Il est bien possible que, d’ici à quelques mois, j’aille vous embrasser. Vous savez à quel point je le désire. Mais on nous parle de troubles, et vous savez que pendant la tempête le pilote doit être au gouvernail. Ma barque renferme à peu près deux cents personnes, en y comprenant les maîtres, et s’il y a quelque danger, comme on le prétend, c’est au milieu de cette famille que je dois me trouver. Que pensez-vous? Qu’attendez-vous? Etes-vous des effrayés? Sans l’être beaucoup, pour ce qui me concerne, je le suis en ce sens que je redoute une guerre civile. Marseille, Nîmes lutteront, on peut s’y attendre. Supposé que les rouges l’emportent, du côté de Bordeaux on paraît aussi décidé à prendre les armes. Mais où aboutiront toutes ces résistances, si surtout tous les régiments sont aussi mauvais que celui qui est en garnison à Nîmes?

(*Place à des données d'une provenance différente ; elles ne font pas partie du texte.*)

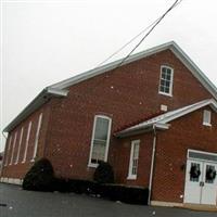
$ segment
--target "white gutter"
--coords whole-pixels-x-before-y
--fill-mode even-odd
[[[154,162],[155,162],[155,152],[156,152],[156,126],[155,125],[153,125],[153,131],[154,131],[154,139],[153,139],[152,162],[151,162],[150,181],[149,181],[149,199],[148,199],[149,205],[151,205],[152,182],[153,182]]]

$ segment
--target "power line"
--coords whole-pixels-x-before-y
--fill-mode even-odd
[[[162,22],[162,20],[176,7],[178,5],[182,0],[176,0],[173,5],[158,18],[158,21],[151,27],[151,29],[145,34],[145,36],[137,43],[137,46],[122,60],[120,63],[116,66],[119,67],[130,55],[131,53],[143,42],[143,40],[154,30],[154,28]]]
[[[181,0],[182,1],[182,0]],[[176,1],[163,15],[165,16],[166,13],[168,13],[171,9],[175,9],[179,3],[181,3],[181,1]],[[135,36],[133,38],[131,38],[128,42],[126,42],[123,47],[120,47],[117,51],[115,51],[114,53],[112,53],[107,59],[105,59],[104,61],[102,61],[97,67],[100,67],[101,65],[103,65],[104,63],[106,63],[110,59],[112,59],[114,55],[116,55],[117,53],[119,53],[123,49],[125,49],[128,44],[130,44],[133,40],[136,40],[139,36],[141,36],[143,33],[145,33],[149,28],[151,28],[152,26],[154,26],[157,22],[159,23],[161,20],[163,20],[164,17],[159,16],[158,18],[156,18],[154,22],[152,22],[148,27],[145,27],[144,29],[142,29],[137,36]],[[131,54],[131,53],[130,53]]]
[[[133,37],[131,40],[129,40],[125,46],[123,46],[120,49],[118,49],[115,53],[113,53],[111,56],[108,56],[105,61],[103,61],[102,63],[106,62],[107,60],[110,60],[112,56],[114,56],[116,53],[118,53],[120,50],[123,50],[126,46],[128,46],[131,41],[133,41],[137,37],[139,37],[142,33],[144,33],[145,30],[148,30],[149,28],[151,28],[145,36],[139,41],[139,43],[137,43],[137,46],[120,61],[120,63],[117,64],[116,67],[113,68],[113,72],[115,69],[117,69],[130,55],[131,53],[142,43],[142,41],[154,30],[154,28],[162,22],[162,20],[174,9],[176,8],[178,4],[181,3],[182,0],[176,0],[171,7],[169,7],[168,10],[166,10],[166,12],[161,15],[157,20],[155,20],[151,25],[149,25],[144,30],[140,31],[140,34],[138,34],[136,37]],[[101,64],[102,64],[101,63]],[[100,64],[100,65],[101,65]],[[97,67],[95,67],[97,68]],[[105,76],[99,80],[98,84],[95,84],[95,86],[89,90],[87,90],[87,93],[90,94],[90,92],[92,92],[99,84],[101,84],[103,81],[103,79],[105,79]],[[78,95],[80,95],[78,93]]]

Il y a un siècle que je n’ai eu des nouvelles de du Lac. Que fait-il? La dernière fois qu’il m’a écrit, c’était du Bon Lafontaine que sa lettre était datée. Il ne peut pas se plaindre, lui, de mon silence. Je suis toujours en avance avec lui.

Ici, je poursuis toujours mon idée de former une Association pour peupler les maisons d’éducation chrétiennes; car, puisqu’on ne veut pas des Jésuites, il faut bien faire quelque chose pour les remplacer. Or, j’ai un grand obstacle. Les vrais éléments d’associations pareilles sont à Paris, et je ne puis être à la fois à Paris et à Nîmes. Plus tard, j’espère bien tourner la difficulté. Mais que peut-on faire en temps de République? Ne rencontrez-vous jamais sur votre route d’hommes qui aient le désir et la possibilité de se dévouer? Il me semble que Dieu qui veut nous châtier ne peut être apaisé que par le dévouement et l’esprit de sacrifice, tel qu’il le faut pour travailler à faire diminuer le mal dans la société présente.

Me voilà retombé dans mes préoccupations habituelles, et je ne veux pourtant pas vous en fatiguer. C’est pourquoi je m’arrête. Veuillez offrir mes hommages et mes respectueuses félicitations à Mme d’Esgrigny. Demandez-lui pardon, de ma part, de m’être permis de faire son portrait à l’avance. Je dirai jeudi prochain la messe pour mon neveu. Dites-le-lui de ma part, si vous savez sa langue.

Adieu, cher ami. Tout à vous avec ma vieille et toujours fraîche amitié.

E. d'Alzon.
Notes et post-scriptum
1. Reproduite en grande partie dans *Notes et Documents*, t. IV, p. 521 sq.
2. Voir t. Ier, p. 224.1. Reproduite en grande partie dans *Notes et Documents*, t. IV, p. 521 sq.
3. Allusion à la lettre écrite de Saint-Jean-du-Bruel.